Our group then marched in an irregular fashion across the base where we were instructed to place those duffles in a pile while we trekked off to somewhere else to do some other important thing the nature of which I have long ago forgotten.
At any rate, one of our number was assigned to guard that pile of duffles, and he stood there at parade rest under a blazing July sun while the rest of went off whistling the Colonel Bogey March. I should add that we had been issued pith helmets to wear as protection from the sun.
(At left is a photograph of a British officer in 1918 wearing a pith helmet. He looks quite a bit more dashing than I or any of my compatriots did on the day in question. In fact, the most complimentary thing you could have said about us is that we were a motley-appearing crew).
Perhaps an hour later we returned to find our clothing still being guarded by our lonely fellow-at-arms, but when the sergeant in charge addressed the young man, he did not respond. Peering under his pith helmet, it was determined that although he was still standing he was quite unconscious and well on his way to a heat stroke.
The youth was quickly carted off to the base hospital, and did not rejoin our group of recruits for several days. I recall filing away what I had learned that morning as follows: while sergeants can order you to do most anything they want to, not all of those orders are in your best interest, and you will do well to keep this in mind.
Although there are times that we citizens of Paradise seem isolated from our fellows in more populous cities, the slow but inexorable spread of this new virus has shown how we truly are all connected, and share vulnerability to this threat.

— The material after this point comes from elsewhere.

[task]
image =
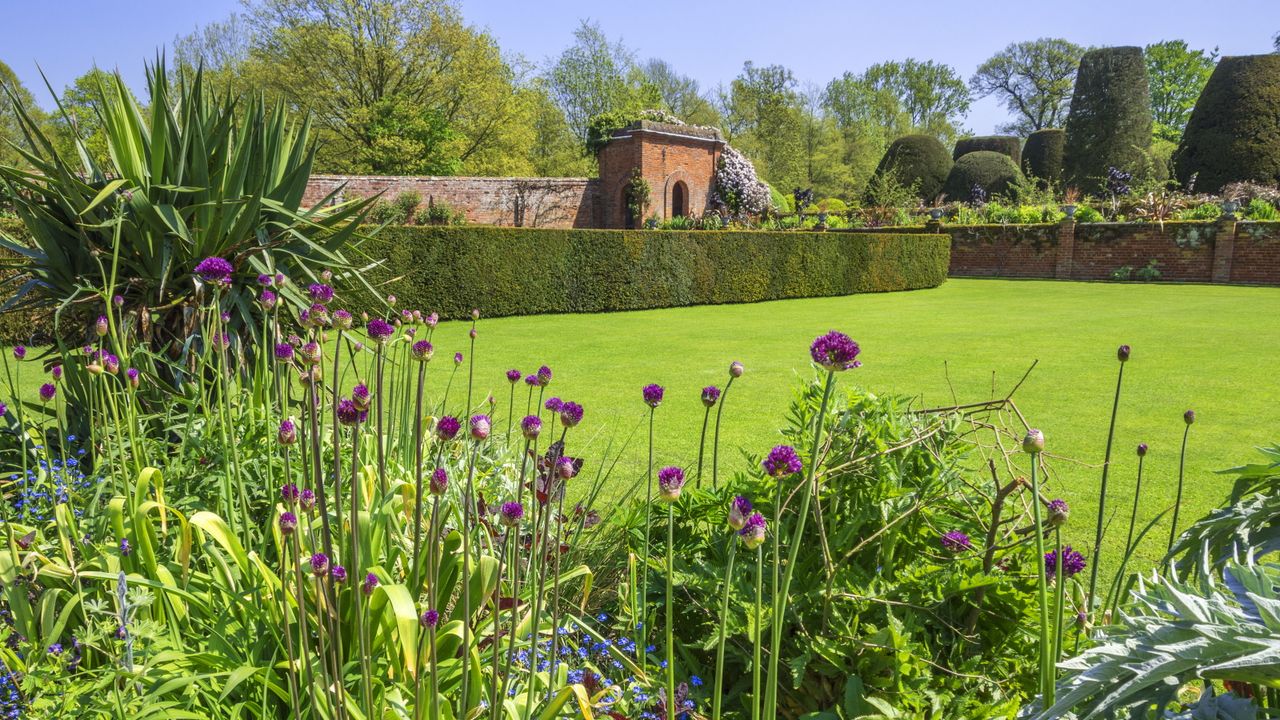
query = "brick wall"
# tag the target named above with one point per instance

Our local police department is taking things very seriously, and their emergency preparedness unit is ready for whatever comes, they believe. Yesterday they were photographed practicing what to do if someone shows up at a City Market grocery store with a bad cough and suspicious behavior.
It was all very impressive, and I have nothing but the greatest respect for these folks, who are our first line of defense against criminals, people in favor of gun control, and errant microbes.
Robin and I have made it a habit to visit the town of Telluride at least once each winter season, just to see what the one-percenters are doing. On our ride up the mountain on the gondola we could not avoid listening to one lady’s story about how she had just won a half-million dollar condo in some sort of restricted lottery that none of the rest of us in the conveyance would even qualify to enter.
I tried to muster a “congratulations” but failed in the attempt, due to an extremely heavy fog of entitlement that had popped up within the car and which was distracting me.
Later on we treated ourselves to a pizza at the Brown Dog, which has become a part of nearly every visit to Telluride. It is officially my favorite pizza of all time. They call it Detroit-style, and what that means is it is a rectangular pie with a pillowy crust that has perfectly crisped edges. Whoever adds the sauce and the toppings is not riding in their first rodeo, either, as they are balanced exactly the way you yourself would have done if you had been in the kitchen.
Please excuse me for a moment, I seem to have drooled all over my computer keyboard.
We started out this post by watching Mr. Walken do a commercial … let’s waste a little more of our time watching him do that great music video for a tune by Fatboy Slim. It is a classic.